The change adds an explicit manual trigger path for operations use cases:
- first-time bootstrap (populate content immediately after setup)
- recovery after failed external API calls
- ad-hoc operational refresh without waiting for scheduler cadence
Constraints:
- Reuse existing fetch pipeline to avoid logic drift
- Keep behavior idempotent with existing duplicate detection
- Preserve scheduler behavior; manual runs must not mutate scheduler configuration
Goals / Non-Goals
Goals:
- Provide a Python command to force an immediate news fetch.
- Reuse existing retry, dedup, and storage logic.
- Return clear terminal output and process exit status for automation.
- Keep command safe to run repeatedly.
Non-Goals:
- Replacing APScheduler-based hourly fetch.
- Introducing new API endpoints for manual triggering.
- Changing data schema or retention policy.
- Building a full operator dashboard.
Decisions
Decision: Add a dedicated CLI entrypoint module
Decision: Add a small CLI entrypoint under backend (for example backend/cli.py) with a subcommand that invokes the fetch pipeline.
Rationale:
- Keeps operational workflow explicit and scriptable.
- Avoids coupling manual trigger behavior to HTTP routes.
- Works in local dev and containerized runtime.
Alternatives considered:
- Add an admin HTTP endpoint: rejected due to unnecessary security exposure.
- Trigger APScheduler internals directly: rejected to avoid scheduler-state side effects.
Decision: Invoke the existing news pipeline directly
Decision: The command should call process_and_store_news() (or the existing sync wrapper) instead of implementing parallel fetch logic.
Rationale:
- Guarantees parity with scheduled runs.
- Reuses retry/backoff, fallback provider behavior, image handling, and dedup checks.
- Minimizes maintenance overhead.
Alternatives considered:
- New command-specific fetch implementation: rejected due to drift risk.

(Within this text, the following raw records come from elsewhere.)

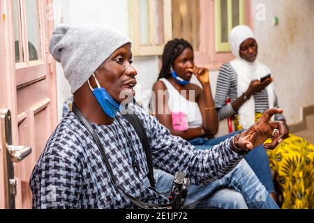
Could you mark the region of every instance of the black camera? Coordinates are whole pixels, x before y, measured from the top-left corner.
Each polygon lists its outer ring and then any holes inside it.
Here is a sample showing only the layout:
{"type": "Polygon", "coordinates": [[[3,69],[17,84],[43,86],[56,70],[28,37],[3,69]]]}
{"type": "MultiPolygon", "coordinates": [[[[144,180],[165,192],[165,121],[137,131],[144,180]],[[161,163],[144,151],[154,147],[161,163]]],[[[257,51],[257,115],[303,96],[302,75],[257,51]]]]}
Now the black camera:
{"type": "Polygon", "coordinates": [[[170,196],[169,197],[170,205],[173,209],[182,208],[188,195],[189,186],[190,178],[186,178],[186,174],[177,172],[173,179],[170,196]]]}

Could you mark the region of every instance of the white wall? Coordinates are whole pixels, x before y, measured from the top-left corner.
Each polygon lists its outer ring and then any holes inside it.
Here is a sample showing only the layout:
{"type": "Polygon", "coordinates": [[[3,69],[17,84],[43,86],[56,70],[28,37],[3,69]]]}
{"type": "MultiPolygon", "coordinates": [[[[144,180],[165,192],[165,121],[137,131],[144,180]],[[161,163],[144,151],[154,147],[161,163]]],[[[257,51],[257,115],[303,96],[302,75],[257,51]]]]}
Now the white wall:
{"type": "MultiPolygon", "coordinates": [[[[55,24],[111,25],[128,35],[128,0],[54,0],[55,24]]],[[[260,6],[260,5],[259,5],[260,6]]],[[[252,0],[255,32],[259,44],[259,60],[272,70],[279,103],[289,123],[301,121],[302,107],[314,104],[314,1],[252,0]],[[262,3],[265,20],[256,18],[256,6],[262,3]],[[272,18],[279,17],[278,26],[272,18]]],[[[156,56],[134,58],[138,71],[136,88],[140,100],[145,99],[156,80],[156,56]],[[141,91],[140,91],[141,90],[141,91]]],[[[213,93],[216,92],[217,71],[211,72],[213,93]]],[[[62,69],[57,66],[59,117],[63,102],[70,95],[62,69]]],[[[227,124],[220,124],[218,135],[226,133],[227,124]]]]}

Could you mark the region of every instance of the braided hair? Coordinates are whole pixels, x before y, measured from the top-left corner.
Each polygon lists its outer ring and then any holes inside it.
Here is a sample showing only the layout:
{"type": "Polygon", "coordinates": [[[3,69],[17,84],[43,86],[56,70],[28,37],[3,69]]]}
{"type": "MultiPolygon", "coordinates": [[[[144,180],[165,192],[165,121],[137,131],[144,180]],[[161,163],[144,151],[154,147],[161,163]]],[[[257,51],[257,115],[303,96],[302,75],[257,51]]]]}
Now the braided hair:
{"type": "Polygon", "coordinates": [[[158,79],[170,76],[170,68],[173,62],[186,48],[193,51],[192,45],[184,39],[175,38],[167,43],[161,58],[163,66],[158,79]]]}

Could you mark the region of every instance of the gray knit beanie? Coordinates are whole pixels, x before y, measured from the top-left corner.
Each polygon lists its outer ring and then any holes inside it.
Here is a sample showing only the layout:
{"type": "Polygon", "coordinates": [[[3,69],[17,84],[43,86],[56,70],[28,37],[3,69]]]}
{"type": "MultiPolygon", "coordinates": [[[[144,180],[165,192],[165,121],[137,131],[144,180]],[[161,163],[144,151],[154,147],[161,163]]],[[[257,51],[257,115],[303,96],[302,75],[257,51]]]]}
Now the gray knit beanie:
{"type": "Polygon", "coordinates": [[[130,43],[130,40],[110,28],[62,26],[54,29],[50,50],[61,63],[74,93],[114,51],[126,43],[130,43]]]}

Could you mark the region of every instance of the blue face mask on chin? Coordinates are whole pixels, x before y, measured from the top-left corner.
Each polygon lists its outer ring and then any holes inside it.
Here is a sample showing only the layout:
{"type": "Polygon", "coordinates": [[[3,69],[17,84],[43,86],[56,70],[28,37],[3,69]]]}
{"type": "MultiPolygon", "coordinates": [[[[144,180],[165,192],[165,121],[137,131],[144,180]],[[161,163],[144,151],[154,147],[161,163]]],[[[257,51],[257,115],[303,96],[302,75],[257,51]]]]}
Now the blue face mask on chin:
{"type": "Polygon", "coordinates": [[[174,79],[180,84],[182,85],[186,85],[190,83],[190,82],[186,81],[185,79],[178,77],[178,75],[177,75],[177,73],[174,72],[174,70],[173,70],[173,69],[171,69],[171,75],[172,75],[173,78],[174,78],[174,79]]]}
{"type": "Polygon", "coordinates": [[[109,93],[104,88],[100,87],[98,81],[95,77],[95,75],[93,74],[97,84],[98,88],[93,89],[88,81],[89,88],[93,92],[93,95],[95,96],[99,105],[100,105],[103,112],[112,118],[116,116],[117,112],[120,111],[120,105],[117,103],[109,93]]]}

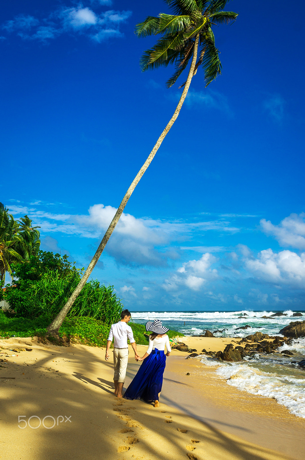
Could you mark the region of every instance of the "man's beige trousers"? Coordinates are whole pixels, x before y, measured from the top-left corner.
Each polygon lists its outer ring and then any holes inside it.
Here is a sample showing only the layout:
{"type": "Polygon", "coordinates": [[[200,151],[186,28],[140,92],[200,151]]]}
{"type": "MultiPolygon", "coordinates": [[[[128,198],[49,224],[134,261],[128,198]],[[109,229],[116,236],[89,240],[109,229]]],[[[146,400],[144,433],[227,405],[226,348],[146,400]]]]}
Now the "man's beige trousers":
{"type": "Polygon", "coordinates": [[[114,364],[114,380],[119,383],[123,383],[126,374],[128,362],[128,348],[113,349],[113,363],[114,364]]]}

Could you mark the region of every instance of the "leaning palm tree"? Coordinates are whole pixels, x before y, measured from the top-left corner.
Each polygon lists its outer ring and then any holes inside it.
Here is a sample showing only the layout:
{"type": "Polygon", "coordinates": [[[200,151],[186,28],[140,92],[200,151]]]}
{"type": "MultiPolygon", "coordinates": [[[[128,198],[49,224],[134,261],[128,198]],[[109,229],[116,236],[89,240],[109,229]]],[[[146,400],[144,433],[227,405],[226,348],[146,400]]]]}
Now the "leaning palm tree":
{"type": "Polygon", "coordinates": [[[111,224],[105,233],[96,252],[70,298],[48,327],[51,334],[58,333],[62,322],[75,299],[85,285],[100,256],[103,252],[124,208],[136,185],[150,164],[165,136],[170,129],[184,102],[193,76],[201,66],[204,73],[205,86],[221,73],[218,50],[215,46],[213,26],[228,24],[238,14],[223,11],[229,0],[166,0],[174,14],[160,13],[158,17],[149,16],[143,23],[137,24],[135,33],[139,37],[160,35],[162,37],[150,49],[145,51],[141,58],[140,65],[144,71],[158,69],[160,66],[175,64],[174,75],[167,82],[172,86],[191,61],[186,81],[179,87],[183,87],[174,115],[158,139],[148,157],[131,183],[119,206],[111,224]]]}
{"type": "Polygon", "coordinates": [[[0,281],[5,281],[6,272],[12,275],[12,263],[23,260],[15,247],[20,241],[18,228],[18,223],[0,203],[0,281]]]}

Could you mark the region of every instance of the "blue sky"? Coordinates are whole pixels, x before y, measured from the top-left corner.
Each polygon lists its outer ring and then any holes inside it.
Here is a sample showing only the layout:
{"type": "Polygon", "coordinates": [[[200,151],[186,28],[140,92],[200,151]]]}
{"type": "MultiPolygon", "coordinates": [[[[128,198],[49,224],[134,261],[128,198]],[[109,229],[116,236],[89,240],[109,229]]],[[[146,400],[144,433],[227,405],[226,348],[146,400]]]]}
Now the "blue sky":
{"type": "MultiPolygon", "coordinates": [[[[92,274],[130,310],[304,309],[305,7],[287,5],[233,0],[237,21],[214,30],[222,75],[206,89],[194,78],[92,274]]],[[[158,0],[2,6],[0,200],[78,266],[179,99],[171,69],[141,72],[155,38],[133,32],[167,11],[158,0]]]]}

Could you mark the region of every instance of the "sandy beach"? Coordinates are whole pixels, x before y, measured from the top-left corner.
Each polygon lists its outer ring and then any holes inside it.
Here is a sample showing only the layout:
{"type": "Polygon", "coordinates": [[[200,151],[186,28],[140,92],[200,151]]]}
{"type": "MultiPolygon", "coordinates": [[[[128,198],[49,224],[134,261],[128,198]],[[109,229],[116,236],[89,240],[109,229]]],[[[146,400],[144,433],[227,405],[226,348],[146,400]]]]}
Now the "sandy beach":
{"type": "MultiPolygon", "coordinates": [[[[183,341],[217,351],[231,339],[183,341]]],[[[30,338],[3,339],[0,346],[0,357],[7,360],[0,369],[4,460],[304,459],[305,420],[272,399],[229,386],[213,366],[186,360],[185,353],[173,351],[167,359],[155,408],[113,396],[112,356],[106,362],[105,349],[30,338]],[[26,348],[32,351],[8,349],[26,348]],[[23,428],[19,416],[32,427],[23,428]]],[[[138,345],[141,356],[147,348],[138,345]]],[[[130,351],[125,389],[140,365],[130,351]]]]}

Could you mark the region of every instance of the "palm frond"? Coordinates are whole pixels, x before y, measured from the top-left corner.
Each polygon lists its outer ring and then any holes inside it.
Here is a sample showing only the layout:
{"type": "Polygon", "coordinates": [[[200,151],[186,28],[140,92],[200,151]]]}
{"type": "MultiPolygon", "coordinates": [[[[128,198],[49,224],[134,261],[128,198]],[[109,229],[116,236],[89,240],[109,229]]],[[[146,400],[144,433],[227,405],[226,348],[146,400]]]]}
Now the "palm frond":
{"type": "Polygon", "coordinates": [[[211,14],[209,19],[217,24],[229,24],[231,21],[235,21],[238,16],[238,13],[233,11],[221,11],[211,14]]]}
{"type": "Polygon", "coordinates": [[[182,33],[168,35],[158,40],[152,48],[145,51],[141,57],[140,63],[142,71],[173,63],[184,43],[182,33]]]}
{"type": "Polygon", "coordinates": [[[165,1],[176,14],[191,14],[198,9],[195,0],[165,0],[165,1]]]}
{"type": "Polygon", "coordinates": [[[176,82],[177,79],[180,77],[182,72],[186,68],[188,63],[188,61],[192,56],[193,53],[192,52],[194,46],[194,41],[191,42],[189,45],[188,48],[187,49],[187,51],[185,54],[182,55],[180,58],[176,59],[176,71],[166,82],[167,88],[170,88],[170,86],[172,86],[176,82]]]}
{"type": "Polygon", "coordinates": [[[206,18],[201,17],[200,20],[199,21],[194,27],[192,27],[190,30],[186,32],[183,35],[183,38],[185,40],[193,38],[195,35],[200,32],[205,27],[206,23],[206,18]]]}
{"type": "Polygon", "coordinates": [[[188,27],[191,23],[191,18],[189,16],[174,16],[171,14],[161,13],[159,16],[159,34],[180,32],[188,27]]]}
{"type": "Polygon", "coordinates": [[[211,0],[208,7],[210,14],[217,13],[221,10],[223,10],[229,1],[230,0],[211,0]]]}
{"type": "Polygon", "coordinates": [[[218,75],[221,74],[223,68],[218,56],[218,50],[212,40],[207,40],[206,48],[202,59],[202,66],[205,71],[205,87],[218,75]]]}
{"type": "Polygon", "coordinates": [[[160,18],[148,16],[142,23],[139,23],[135,26],[135,33],[138,37],[147,37],[149,35],[155,35],[158,33],[160,18]]]}

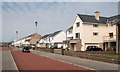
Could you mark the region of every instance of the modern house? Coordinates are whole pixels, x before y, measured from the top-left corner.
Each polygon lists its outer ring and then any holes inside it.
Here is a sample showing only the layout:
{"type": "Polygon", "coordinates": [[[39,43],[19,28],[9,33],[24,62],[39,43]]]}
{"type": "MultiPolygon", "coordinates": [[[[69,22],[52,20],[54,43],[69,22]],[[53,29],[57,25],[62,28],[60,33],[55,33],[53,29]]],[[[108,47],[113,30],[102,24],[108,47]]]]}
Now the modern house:
{"type": "Polygon", "coordinates": [[[116,48],[116,25],[111,23],[118,16],[101,17],[98,11],[95,16],[77,14],[73,22],[73,39],[69,41],[70,50],[85,51],[88,46],[105,50],[116,48]]]}
{"type": "Polygon", "coordinates": [[[50,43],[50,42],[49,42],[49,36],[50,36],[50,35],[51,35],[51,34],[46,34],[46,35],[44,35],[44,36],[40,39],[39,44],[37,45],[37,47],[47,48],[48,44],[50,43]]]}
{"type": "Polygon", "coordinates": [[[47,48],[60,48],[63,46],[63,40],[66,39],[66,34],[64,31],[56,31],[51,34],[44,35],[40,41],[39,44],[41,47],[47,47],[47,48]]]}
{"type": "Polygon", "coordinates": [[[29,36],[26,36],[26,37],[23,37],[19,40],[14,41],[12,43],[12,45],[16,46],[16,47],[21,47],[24,45],[35,46],[40,38],[41,38],[41,35],[39,35],[38,33],[34,33],[34,34],[31,34],[29,36]]]}

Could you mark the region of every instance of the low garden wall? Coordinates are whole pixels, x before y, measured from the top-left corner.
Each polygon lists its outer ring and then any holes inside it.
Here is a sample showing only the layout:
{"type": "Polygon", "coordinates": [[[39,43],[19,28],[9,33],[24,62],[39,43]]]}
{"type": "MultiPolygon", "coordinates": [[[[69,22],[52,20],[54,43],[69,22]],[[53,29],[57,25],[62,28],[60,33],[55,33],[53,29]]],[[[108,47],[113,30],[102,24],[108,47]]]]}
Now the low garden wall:
{"type": "MultiPolygon", "coordinates": [[[[60,54],[60,50],[58,52],[57,49],[39,48],[39,50],[60,54]]],[[[62,51],[61,53],[62,55],[68,55],[68,56],[79,57],[79,58],[84,58],[84,59],[120,64],[120,55],[116,55],[113,53],[107,54],[107,52],[74,52],[74,51],[66,51],[66,50],[62,51]]]]}
{"type": "Polygon", "coordinates": [[[103,52],[73,52],[64,51],[64,55],[74,56],[84,59],[103,61],[109,63],[120,64],[120,55],[104,54],[103,52]]]}

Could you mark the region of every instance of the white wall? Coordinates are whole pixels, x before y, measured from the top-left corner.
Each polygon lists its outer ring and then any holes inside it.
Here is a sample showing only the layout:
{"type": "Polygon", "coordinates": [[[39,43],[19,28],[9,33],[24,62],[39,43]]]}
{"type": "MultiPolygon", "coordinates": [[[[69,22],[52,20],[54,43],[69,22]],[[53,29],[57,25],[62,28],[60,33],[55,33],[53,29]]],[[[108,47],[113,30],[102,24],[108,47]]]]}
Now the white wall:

Decision: Standardize command exit semantics
Decision: Exit code 0 for successful command execution (including zero new items), non-zero for operational failures (for example unhandled exceptions or fatal setup errors).
Rationale:
- Enables CI/cron/operator scripts to react deterministically.
- Matches common CLI conventions.
Alternatives considered:
- Exit non-zero when zero new items were inserted: rejected because dedup can make zero-item runs valid.
Decision: Keep manual and scheduled paths independent
Decision: Manual command does not reconfigure or trigger scheduler jobs; it performs a one-off run only.
Rationale:
- Avoids race-prone manipulation of scheduler internals.
- Reduces complexity and risk in production runtime.
Alternatives considered:
- Temporarily altering scheduler trigger times: rejected as brittle and harder to reason about.
Risks / Trade-offs
- [Risk] Overlapping manual and scheduled runs may happen at boundary times -> Mitigation: document operational guidance and keep dedup checks as safety net.
- [Risk] External API failures still occur during forced runs -> Mitigation: existing retry/backoff plus fallback provider path and explicit error output.
- [Trade-off] Command success does not guarantee new rows -> Mitigation: command output reports inserted count so operators can distinguish no-op vs failure.
Migration Plan
- Add CLI module and force-fetch subcommand wired to existing pipeline.
- Add command result reporting and exit code behavior.
- Document usage in README for bootstrap and recovery flows.
- Validate command in local runtime and container runtime.
Rollback:
- Remove CLI entrypoint and related docs; scheduler-based hourly behavior remains unchanged.
Open Questions
- Should force-fetch support an optional
--max-attemptsoverride, or stay fixed to pipeline defaults for v1? - Should concurrent-run prevention use a process lock in this phase, or remain a documented operational constraint?